New Scientist, 24 May 1997
ALISON MOTLUK
ALTHOUGH
being female has never been easy, there has always been one clear
advantage: longer life. But now a British geneticist is claiming that
males, not females, are programmed to live longer. It is the relentless
pursuit of sex that sends them to an early grave, he says.
In
almost every species where one sex lives longer, from worms to cats and
humans, females enjoy the longer life span. Scientists have often
assumed that this is due to a superior "constitutional
endowment"females are simply designed to live longer. But work with
worms has persuaded David Gems of University College London that they
may have got it wrong: males have the greater underlying longevity.
He
reached this conclusion while studying the nematode worm Caenorhabditis
elegans. In this population there are very few males, most worms being
hermaphrodites that reproduce by themselves. But the hermaphrodites are
"essentially females capable of making a small number of sperm for
self-fertilisation", says Gems, so for the purposes of his research he
treated them as female.
Gems observed that when he put male
worms together they died in about 10 days, sooner than when they were
left with females. But when he isolated individual male worms, they
lived for 20 dayslonger even than the female average of 16 days.
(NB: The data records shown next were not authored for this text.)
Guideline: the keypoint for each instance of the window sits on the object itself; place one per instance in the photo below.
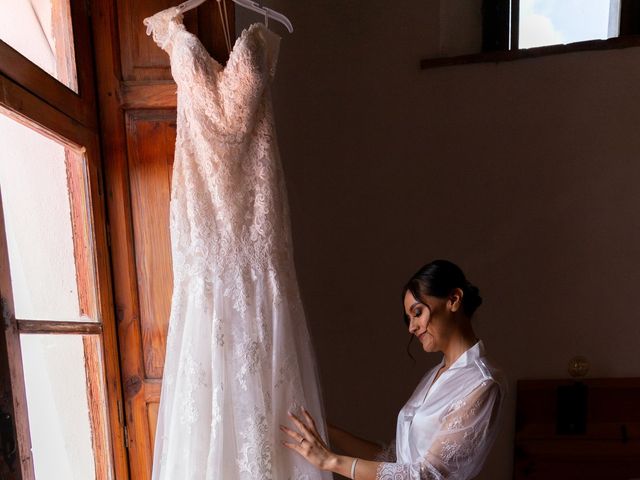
(53, 300)
(523, 24)
(61, 412)
(544, 22)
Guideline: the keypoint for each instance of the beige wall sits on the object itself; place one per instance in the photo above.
(524, 173)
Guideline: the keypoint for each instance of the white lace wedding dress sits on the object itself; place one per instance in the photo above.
(238, 350)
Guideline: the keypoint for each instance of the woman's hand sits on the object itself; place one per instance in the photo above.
(308, 443)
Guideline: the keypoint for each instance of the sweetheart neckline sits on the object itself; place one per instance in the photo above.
(178, 18)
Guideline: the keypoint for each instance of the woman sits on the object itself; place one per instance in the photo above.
(447, 427)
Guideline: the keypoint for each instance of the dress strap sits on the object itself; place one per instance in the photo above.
(163, 25)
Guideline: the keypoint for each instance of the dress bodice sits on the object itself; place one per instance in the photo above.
(229, 213)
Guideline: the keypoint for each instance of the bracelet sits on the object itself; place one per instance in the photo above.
(353, 468)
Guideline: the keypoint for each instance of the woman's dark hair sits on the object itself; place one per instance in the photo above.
(438, 279)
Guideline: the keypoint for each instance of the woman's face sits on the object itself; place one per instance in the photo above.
(430, 320)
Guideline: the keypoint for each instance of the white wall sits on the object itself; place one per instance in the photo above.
(524, 173)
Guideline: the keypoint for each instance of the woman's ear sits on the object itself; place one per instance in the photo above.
(455, 299)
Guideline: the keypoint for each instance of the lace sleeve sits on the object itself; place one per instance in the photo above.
(466, 434)
(163, 25)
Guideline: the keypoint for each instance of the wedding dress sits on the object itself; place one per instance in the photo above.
(238, 352)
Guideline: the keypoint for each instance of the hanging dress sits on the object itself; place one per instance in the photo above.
(238, 352)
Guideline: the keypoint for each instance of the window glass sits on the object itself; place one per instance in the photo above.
(47, 230)
(553, 22)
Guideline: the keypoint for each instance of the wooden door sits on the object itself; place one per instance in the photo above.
(137, 99)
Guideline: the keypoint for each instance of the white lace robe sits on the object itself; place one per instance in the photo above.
(238, 350)
(447, 428)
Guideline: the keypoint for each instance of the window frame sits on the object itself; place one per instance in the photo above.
(500, 22)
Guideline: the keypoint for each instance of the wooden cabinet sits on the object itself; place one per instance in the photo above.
(578, 430)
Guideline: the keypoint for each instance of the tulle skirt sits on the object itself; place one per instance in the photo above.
(233, 369)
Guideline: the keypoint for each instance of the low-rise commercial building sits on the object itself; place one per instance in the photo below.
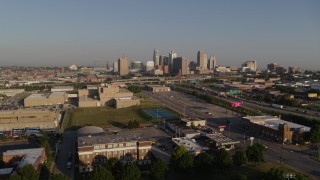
(158, 88)
(126, 102)
(128, 147)
(277, 129)
(62, 88)
(192, 147)
(21, 119)
(221, 141)
(11, 92)
(55, 98)
(106, 95)
(22, 157)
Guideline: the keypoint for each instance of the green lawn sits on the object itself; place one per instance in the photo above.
(107, 116)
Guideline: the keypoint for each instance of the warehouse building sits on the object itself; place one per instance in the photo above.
(106, 95)
(158, 88)
(11, 92)
(128, 147)
(21, 119)
(277, 129)
(55, 98)
(22, 157)
(62, 88)
(192, 147)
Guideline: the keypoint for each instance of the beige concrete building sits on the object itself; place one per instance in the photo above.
(21, 119)
(158, 88)
(128, 147)
(126, 102)
(22, 157)
(11, 92)
(202, 60)
(123, 64)
(54, 98)
(275, 128)
(105, 95)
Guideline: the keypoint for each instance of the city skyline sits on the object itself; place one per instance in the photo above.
(82, 33)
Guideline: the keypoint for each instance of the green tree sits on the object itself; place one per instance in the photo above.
(59, 177)
(255, 153)
(203, 161)
(101, 173)
(115, 166)
(315, 134)
(15, 177)
(239, 158)
(223, 159)
(158, 170)
(131, 172)
(28, 172)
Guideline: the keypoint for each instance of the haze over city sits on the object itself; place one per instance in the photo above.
(61, 33)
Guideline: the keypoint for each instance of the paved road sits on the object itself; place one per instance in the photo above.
(190, 106)
(67, 145)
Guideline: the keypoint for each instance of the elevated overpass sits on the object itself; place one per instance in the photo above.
(159, 80)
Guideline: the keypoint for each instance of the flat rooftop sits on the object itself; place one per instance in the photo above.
(38, 96)
(30, 156)
(124, 136)
(273, 122)
(221, 139)
(188, 143)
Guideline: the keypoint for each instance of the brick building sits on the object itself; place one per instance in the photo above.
(128, 147)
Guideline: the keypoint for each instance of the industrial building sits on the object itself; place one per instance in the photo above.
(55, 98)
(192, 147)
(222, 142)
(158, 88)
(106, 95)
(277, 129)
(128, 147)
(11, 92)
(21, 119)
(126, 102)
(62, 88)
(22, 157)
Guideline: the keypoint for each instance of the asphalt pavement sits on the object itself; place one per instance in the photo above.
(191, 106)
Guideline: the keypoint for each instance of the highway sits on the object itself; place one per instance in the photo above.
(261, 105)
(193, 107)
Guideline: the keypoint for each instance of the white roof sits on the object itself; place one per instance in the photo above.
(188, 143)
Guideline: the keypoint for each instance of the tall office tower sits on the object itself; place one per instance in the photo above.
(172, 55)
(202, 60)
(123, 66)
(272, 66)
(212, 62)
(252, 65)
(149, 66)
(156, 58)
(180, 66)
(116, 66)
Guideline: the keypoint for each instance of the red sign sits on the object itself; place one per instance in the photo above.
(236, 104)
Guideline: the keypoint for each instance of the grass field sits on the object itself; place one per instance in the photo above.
(107, 116)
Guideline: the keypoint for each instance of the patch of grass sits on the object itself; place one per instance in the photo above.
(109, 117)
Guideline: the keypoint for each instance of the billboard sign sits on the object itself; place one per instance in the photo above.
(236, 104)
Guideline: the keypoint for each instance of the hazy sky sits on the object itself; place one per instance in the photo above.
(85, 32)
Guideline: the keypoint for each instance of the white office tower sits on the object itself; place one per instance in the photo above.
(115, 66)
(212, 62)
(249, 65)
(202, 60)
(172, 55)
(156, 58)
(149, 66)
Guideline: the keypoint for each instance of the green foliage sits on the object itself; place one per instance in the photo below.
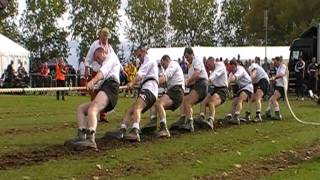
(89, 16)
(231, 24)
(193, 22)
(242, 21)
(41, 34)
(148, 18)
(7, 25)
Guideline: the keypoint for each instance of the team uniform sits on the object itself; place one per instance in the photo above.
(281, 83)
(175, 83)
(219, 81)
(243, 82)
(262, 80)
(148, 91)
(111, 69)
(201, 85)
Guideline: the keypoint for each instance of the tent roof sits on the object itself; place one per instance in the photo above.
(249, 52)
(10, 48)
Isolating female worms had no effect on their life span. Gems put the
premature male deaths down to too much activity: they were perpetually
defending territory and seeking and competing for mates (New Scientist,
Science, 12 October 1996, p 17).
To test the idea further, Gems
measured the life span of worms with genetic mutations that made them
less active. These laid-back males lived even longer, for 30 days. The
same mutations did nothing to increase the life span of females.
"In
males but not in [hermaphrodite females], life span is limited by the
rate of movement," Gems told a meeting of the Zoological Society of
London last week. Exceeding a threshold of activity, he suggests,
shortens a worm's life. "Males are naturally above that threshold, and
so their life spans are shorter," he says. He speculates that males
have evolved this enhanced longevity to compensate for the dangers of
risky mating behaviour. "The life span of a male relative to its
constitutional longevity is cut to a third," he says.
Armand
Leroi, an evolutionary geneticist at Imperial College, comments that
Gems "dissects out in great detail for the first time in any animal the
difference in longevities between males and females". Leroi suggests
that the same tests be applied to a close relative of C. elegans that
has true females to confirm that the effect is not specific to a
hermaphrodite-dominated society. "It would be interesting to know
whether the findings were the same," he says.
Gems argues that
there is already plenty of evidence that males of other species would
live longer than females if it weren't for their energetic sexual
activity. If male marsupial mice are castrated they can live for years,
says Gems, otherwise they die in just a few sex-crazed weeks. "They
spend 5 to 11 hours a day copulating," he says.
Humans are no
exception. A study of 319 eunuchs in 1969 showed that their median life
span was 13.5 years longer than intact males. Gems also notes that
although women tend to outlive men, there are more men above the age of
90 than women.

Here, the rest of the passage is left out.